Preface

Overview ‌

The following pages, loosely called Mike’s Biostatistics Book, contain the extended versions of my lectures for BI311 Biostatistics, a biology course I teach at Chaminade University. 

The companion site, Mike’s Workbook for Biostatistics, provides homework, problems and projects to learn-by-doing biostatistics, and several R tutorials

The Biology department faculty require biology majors to take this course. Class standing of students range from sophomores to first year graduate students.

We use and rely heavily on R, the open source “language and environment for statistical computing” (R-project [dot] org), and the R Commander package by J Fox (Fox 2005; Fox 2016). R Commander allows students to gain confidence with R commands by use of drop down menus to access functions.

The lecture notes are written from my perspective on what matters in a semester-long, first course in Biostatistics: concepts, context and practical advice along with a generous introduction to general linear models. The focus is on applied statistics with reference to other data science skill sets as needed. Concepts are illustrated by examples and multiple choice questions to “test” reader comprehension. Examples in Mike’s Biostatistics Book are generally from real data sets in biological or biomedical research. Therefore, context and practice comes from data sets we will work on throughout the semester.  The data sets are presented in the accompanying workbook, body titled Mike’s Workbook for Biostatistics.

The material presented in Mike’s Biostatistics Book provide background and the examples needed to complete the problems presented in the course workbook.

While the intention is to downplay lists of statistical tests in favor of developing statistical reasoning, many of the kinds of tests one comes across are introduced and discussed in this book. The intent is to introduce these tests as special cases of general (or generalized) models from a data analyst’s point of view. Think of “k-means clustering“, “independent sample t-test“, “ANOVA“, “linear regression“, and the other tests as vocabulary. We understand biology best when we can talk the talk, and the same holds for learning statistics.

The book does not include machine learning — systems that can learn and help make decisions from data — and as of September 2023, includes only a short discourse on clustering and dimensionality reduction of data sets.
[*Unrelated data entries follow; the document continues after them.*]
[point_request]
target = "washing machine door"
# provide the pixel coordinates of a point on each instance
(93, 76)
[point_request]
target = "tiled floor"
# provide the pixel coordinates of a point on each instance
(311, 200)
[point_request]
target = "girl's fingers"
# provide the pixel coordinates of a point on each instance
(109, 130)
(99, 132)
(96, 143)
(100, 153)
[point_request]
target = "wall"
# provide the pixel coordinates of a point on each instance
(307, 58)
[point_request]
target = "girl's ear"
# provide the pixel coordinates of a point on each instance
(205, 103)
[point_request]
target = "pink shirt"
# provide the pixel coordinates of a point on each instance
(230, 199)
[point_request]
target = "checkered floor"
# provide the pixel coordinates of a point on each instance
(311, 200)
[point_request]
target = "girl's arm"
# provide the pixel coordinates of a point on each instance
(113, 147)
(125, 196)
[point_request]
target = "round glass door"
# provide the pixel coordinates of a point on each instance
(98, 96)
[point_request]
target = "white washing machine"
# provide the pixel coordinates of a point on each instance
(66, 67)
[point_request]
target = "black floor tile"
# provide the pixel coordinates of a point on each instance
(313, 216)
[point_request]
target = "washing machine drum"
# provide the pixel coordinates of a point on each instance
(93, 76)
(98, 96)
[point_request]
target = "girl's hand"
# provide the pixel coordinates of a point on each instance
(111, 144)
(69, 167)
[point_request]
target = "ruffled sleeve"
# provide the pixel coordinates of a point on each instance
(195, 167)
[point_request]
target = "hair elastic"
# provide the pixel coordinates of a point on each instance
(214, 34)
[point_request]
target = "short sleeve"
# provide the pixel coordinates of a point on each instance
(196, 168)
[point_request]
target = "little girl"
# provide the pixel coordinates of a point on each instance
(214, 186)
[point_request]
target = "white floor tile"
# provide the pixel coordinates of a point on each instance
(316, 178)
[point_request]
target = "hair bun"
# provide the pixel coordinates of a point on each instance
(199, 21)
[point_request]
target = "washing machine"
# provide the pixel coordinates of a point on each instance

About this book (and website)

This text book is an eBook and will undergo updates to correct errors, improve clarity, and even new content, through out the semester. Although in spirit I welcome comments, corrections, and suggestions to improve coverage and content, I have closed comments at this site to minimize spam.

Typesetting

The manuscript was type set from html with Markup language — See Part 09: Making a report at Mike’s Biostatistics Book — and Ghostwriter (version 2 [dot] 1 [dot] 1), and the eBook (pdf version coming soon!) was generated and edited with Calibre (version 5 [dot] 35 [dot] 0).

Hosting

Both books, Mike’s Biostatistics Book and Mike’s Workbook for Biostatistics, are hosted on my website. This site, Mike’s Biostatistics Book, is solely supported by me and I don’t monetize the site. As of  Fall 2023, the site cookie only stores temporary session information during a users visit.

Equations

Equations in the eBook were created with LaTeX — a software system used to prepare and format documents — and saved as PNG images, or embedded in text (QuickLaTeX WordPress plug-in). Pages with many images or equations may be slow to load in your browser: in general, to improve browsing experience reduce the number of open tabs and use of additional apps.

References and citations

Introductory text books often lack in-line citations. The absence of in-line citations improves readability, but at the very real expense of giving credit to the original and to providing the reader the opportunity to verify facts and opinions presented. I have tried a balance: first, I included in-line citations to references. One of many remaining tasks for me to improve the book is to complete linkage of in-page citations to reference lists. I have, however, refrained from an exhaustive, dissertation-like reference listing for each point raised in the book. Second, most citations are to open access articles (or articles with pdfs available by judicious search), with the justification of the reader has access to the original material. However, this approach is a form of citation bias.  Thus, I refer to reference pages as References and Suggested Readings, and don’t claim Mike’s Biostatistics Book as an authoritative voice on the subject (cf. discussion in Greenberg 2009 Bmj 339). 

A note about me

I’m an Associate Professor of Biology at Chaminade University. My PhD was not in statistics, I trained in evolutionary physiology and quantitative genetics. Quantitative genetics is an applied field that depends heavily on use of mathematics and statistics, particularly linear models. I took courses in applied statistics while at the University of Wisconsin, but I would not call my training in statistics thorough or complete. Much of what I know comes from self-study. My strengths in biostatistics, I believe, are in translation of sometimes dense mathematics to direct use and application. Thus, I have developed a direct style to the material that I hope you will find helpful as you work on the material. It also means we won’t spend a lot of time with proofs, not because these are unimportant, but because they can side-track from developing your statistical thinking when it comes to data analysis — but primarily because this is not my strength. References are presented in the book to support the algorithms and mathematical foundations of biostatistics and to back claims I make about applied statistics.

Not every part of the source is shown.